Conergy kauft keine Wafer, sondern die kaufen Zellen und in den Zellen sind Wafer !!! Außerdem hat Conergy so gut wie keine Wafer jemals selbst produziert, denn sonst hätte man ja wohl auch keinen Wafervertrag mit MEMC abgeschlossen. Es ist auch davon auszugehen, dass Conergy nicht alle ihrer chinesischen Zellen mit dem Flugzeug einführen lässt, denn das wäre ganz einfach viel zu teuer.
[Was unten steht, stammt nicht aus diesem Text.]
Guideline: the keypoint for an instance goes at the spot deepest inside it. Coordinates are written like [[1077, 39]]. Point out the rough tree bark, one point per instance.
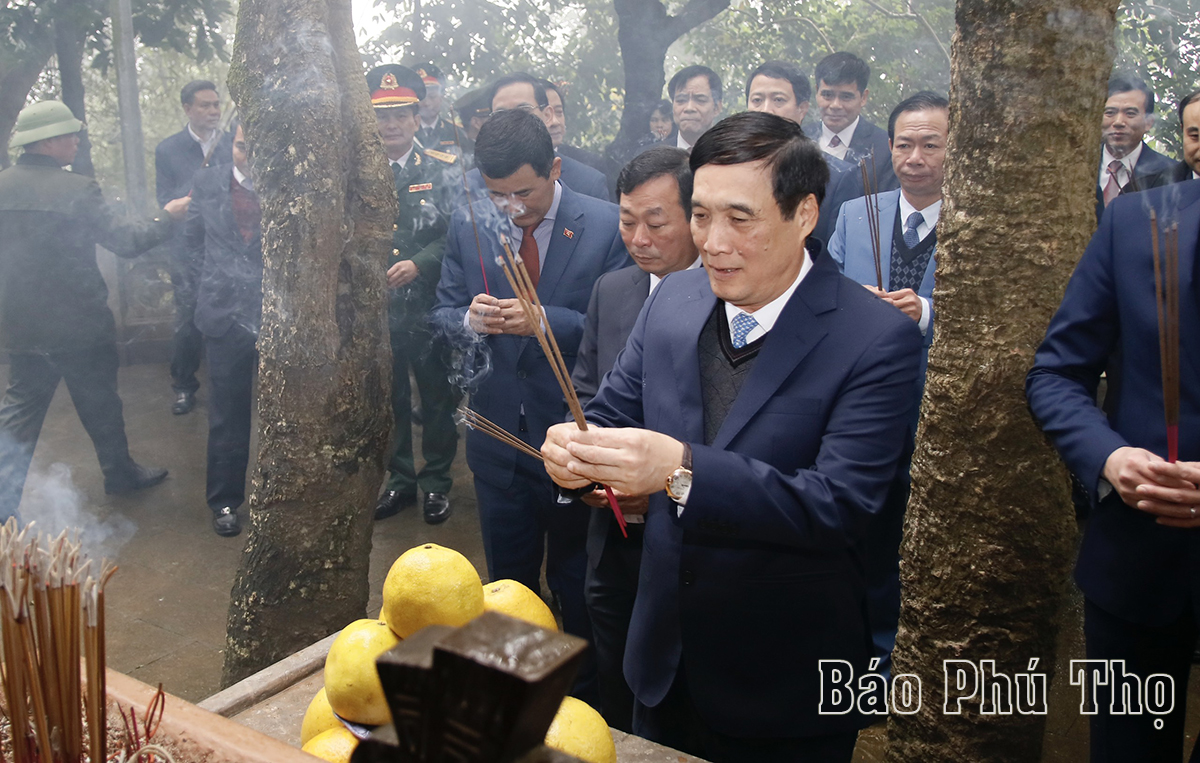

Die Zellpreise sind im letzten Jahr um rd. 0,65 $/W bzw. 54% gefallen (Wafer um 0,50 $/W bzw. 53%), während die Modulpreise um rd. 0,80 $/W bzw. 43% gefallen sind. Man darf nicht den Fehler machen sich das prozentual anzusehen, sondern man muss das schon in absoluten Zahlen betrachten. Entlang der kompletten Solarwertschöpfungskette (von Polysilizium bis zu den Modulen) sind die Preise massiv gefallen. Sonst bringt das nichts. Die reinen Modulbauer haben zwar mittlerweile wesentlich bessere Einkaufspreise, aber trotzdem müssen sie ihre Prozesskosten in den Griff bekommen, denn sonst wird draufgezahlt und zwar gnadenlos, denn logischerweise sind ja nicht nur die Zellpreise unter Preisdruck, sondern auch die Modulpreise.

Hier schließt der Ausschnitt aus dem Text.